W ubiegłym tygodniu widzialam 3 łosie koło Niedrzwicy… Teraz czytam ze jednego rozjechali a drugiego wypłoszyli i zginął…Na litość boską nauczcie się wszyscy żyć spokojnie w zgodzie z naturą. Łosie nie rzucają się na ludzi! Zresztą i tak już tylko jeden został z tych trzech…
Tak, bo tylko trzy łosie żyły w całym województwie a teraz został już tylko ten jeden. Strach pomyśleć co będzie gdy ktoś potrąci łosia pod Włodawą. Populacja trzech łosi zagrożona!
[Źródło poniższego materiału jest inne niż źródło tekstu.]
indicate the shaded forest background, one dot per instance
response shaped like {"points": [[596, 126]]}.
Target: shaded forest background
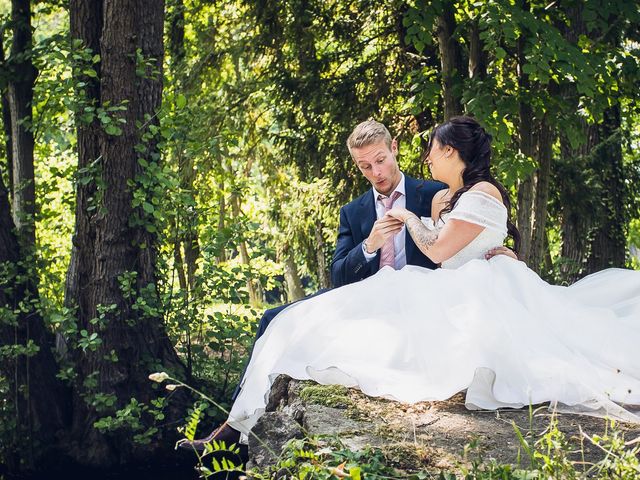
{"points": [[169, 168]]}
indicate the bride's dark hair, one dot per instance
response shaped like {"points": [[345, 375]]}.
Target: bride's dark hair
{"points": [[473, 144]]}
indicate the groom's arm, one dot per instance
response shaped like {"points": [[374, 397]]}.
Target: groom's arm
{"points": [[349, 264]]}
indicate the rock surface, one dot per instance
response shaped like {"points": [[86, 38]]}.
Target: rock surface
{"points": [[427, 435]]}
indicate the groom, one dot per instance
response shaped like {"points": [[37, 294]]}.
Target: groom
{"points": [[367, 240]]}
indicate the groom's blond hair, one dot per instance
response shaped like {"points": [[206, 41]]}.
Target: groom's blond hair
{"points": [[367, 133]]}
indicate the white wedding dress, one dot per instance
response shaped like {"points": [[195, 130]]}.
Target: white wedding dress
{"points": [[491, 327]]}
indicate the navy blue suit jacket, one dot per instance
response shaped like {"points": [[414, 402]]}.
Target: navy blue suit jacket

W Lubartowie zawsze było dużo łowców.
łosiów (qarwa)
Od cholery łosie są sympatyczne ,łatwo się wkurzają i nie potrafią odpuścić tak że powodzenia życzę gdy zacznie cie ganiać bydlę większe od konia .Lepiej się do nich nie zbliżać bo to nie pluszaki .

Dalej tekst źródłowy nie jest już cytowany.